26. lifted up his hand—or, "swore," the usual form of swearing (compare Nu 14:30, Margin).
27. To overthrow—literally, "To make them fall"; alluding to the words (Nu 14:39).
among … nations … lands—The "wilderness" was not more destructive to the fathers (Ps 106:26) than residence among the heathen ("nations") shall be to the children. Le 26:33, 38 is here, before the Psalmist's mind, the determination against the "seed" when rebellious, being not expressed in Nu 14:31-33, but implied in the determination against the fathers.
28-30. sacrifices of the dead—that is, of lifeless idols, contrasted with "the living God" (Jer 10:3-10; compare Ps 115:4-7; 1Co 12:2). On the words,
joined themselves to Baal-peor—see Nu 25:2, 3, 5.
Baal-peor—that is, the possessor of Peor, the mountain on which Chemosh, the idol of Moab, was worshipped, and at the foot of which Israel at the time lay encamped (Nu 23:28). The name never occurs except in connection with that locality and that circumstance.
29. provoked—excited grief and indignation (Ps 6:7; 78:58).
30. stood—as Aaron "stood between the living and the dead, and the plague was stayed" (Nu 16:48).
executed judgment—literally, "judged," including sentence and act.
31. counted … righteousness—"a just and rewardable action."
for—or, "unto," to the procuring of righteousness, as in Ro 4:2; 10:4. Here it was a particular act, not faith, nor its object Christ; and what was procured was not justifying righteousness, or what was to be rewarded with eternal life; for no one act of man's can be taken for complete obedience. But it was that which God approved and rewarded with a perpetual priesthood to him and his descendants (Nu 25:13; 1Ch 6:4, &c.).
32, 33. (Compare Nu 20:3-12; De 1:37; 3:26).
went ill with—literally, "was bad for"
Moses—His conduct, though under great provocation, was punished by exclusion from Canaan.

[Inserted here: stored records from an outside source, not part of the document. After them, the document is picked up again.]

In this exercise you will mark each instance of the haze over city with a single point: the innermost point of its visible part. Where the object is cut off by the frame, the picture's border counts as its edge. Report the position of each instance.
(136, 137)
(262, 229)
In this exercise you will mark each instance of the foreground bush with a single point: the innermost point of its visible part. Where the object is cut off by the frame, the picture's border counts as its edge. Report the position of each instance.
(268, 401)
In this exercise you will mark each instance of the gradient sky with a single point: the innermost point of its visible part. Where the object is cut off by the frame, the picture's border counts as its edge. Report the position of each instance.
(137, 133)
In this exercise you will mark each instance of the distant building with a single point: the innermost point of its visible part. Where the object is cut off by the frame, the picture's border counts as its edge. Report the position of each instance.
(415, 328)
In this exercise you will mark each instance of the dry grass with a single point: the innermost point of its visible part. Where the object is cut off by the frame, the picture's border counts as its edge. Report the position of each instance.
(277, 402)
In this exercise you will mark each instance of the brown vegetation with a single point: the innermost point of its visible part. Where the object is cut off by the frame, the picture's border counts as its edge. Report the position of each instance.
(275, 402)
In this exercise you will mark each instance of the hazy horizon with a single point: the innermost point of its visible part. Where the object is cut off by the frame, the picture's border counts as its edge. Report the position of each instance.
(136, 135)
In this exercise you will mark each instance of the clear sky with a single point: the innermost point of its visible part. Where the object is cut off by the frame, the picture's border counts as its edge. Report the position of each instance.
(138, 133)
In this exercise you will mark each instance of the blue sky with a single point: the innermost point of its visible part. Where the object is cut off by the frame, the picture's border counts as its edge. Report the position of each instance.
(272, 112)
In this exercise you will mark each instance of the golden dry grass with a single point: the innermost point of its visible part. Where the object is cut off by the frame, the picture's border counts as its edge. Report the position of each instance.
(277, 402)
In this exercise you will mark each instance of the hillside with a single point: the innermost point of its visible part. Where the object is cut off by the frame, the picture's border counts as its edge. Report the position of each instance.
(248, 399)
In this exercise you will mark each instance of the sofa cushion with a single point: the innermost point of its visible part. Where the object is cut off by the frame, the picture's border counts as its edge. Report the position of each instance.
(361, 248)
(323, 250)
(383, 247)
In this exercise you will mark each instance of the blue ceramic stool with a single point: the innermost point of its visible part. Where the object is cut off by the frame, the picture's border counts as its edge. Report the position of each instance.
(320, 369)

34-39. They not only failed to expel the heathen, as God
commanded—(Ex 23:32, 33), literally, "said (they should)," but conformed to their idolatries [Ps 106:36], and thus became spiritual adulterers (Ps 73:27).
37. unto devils—Septuagint, "demons" (compare 1Co 10:20), or "evil spirits."
38. polluted with blood—literally, "blood," or "murder" (Ps 5:6; 26:9).
40-43. Those nations first seduced and then oppressed them (compare Jud 1:34; 2:14; 3:30). Their apostasies ungratefully repaid God's many mercies till He finally abandoned them to punishment (Le 26:39).
44-46. If, as is probable, this Psalm was written at the time of the captivity, the writer now intimates the tokens of God's returning favor.
45. repented—(compare Ps 90:13).
46. made … pitied—(1Ki 8:50; Da 1:9). These tokens encourage the prayer and the promise of praise (Ps 30:4), which is well closed by a doxology.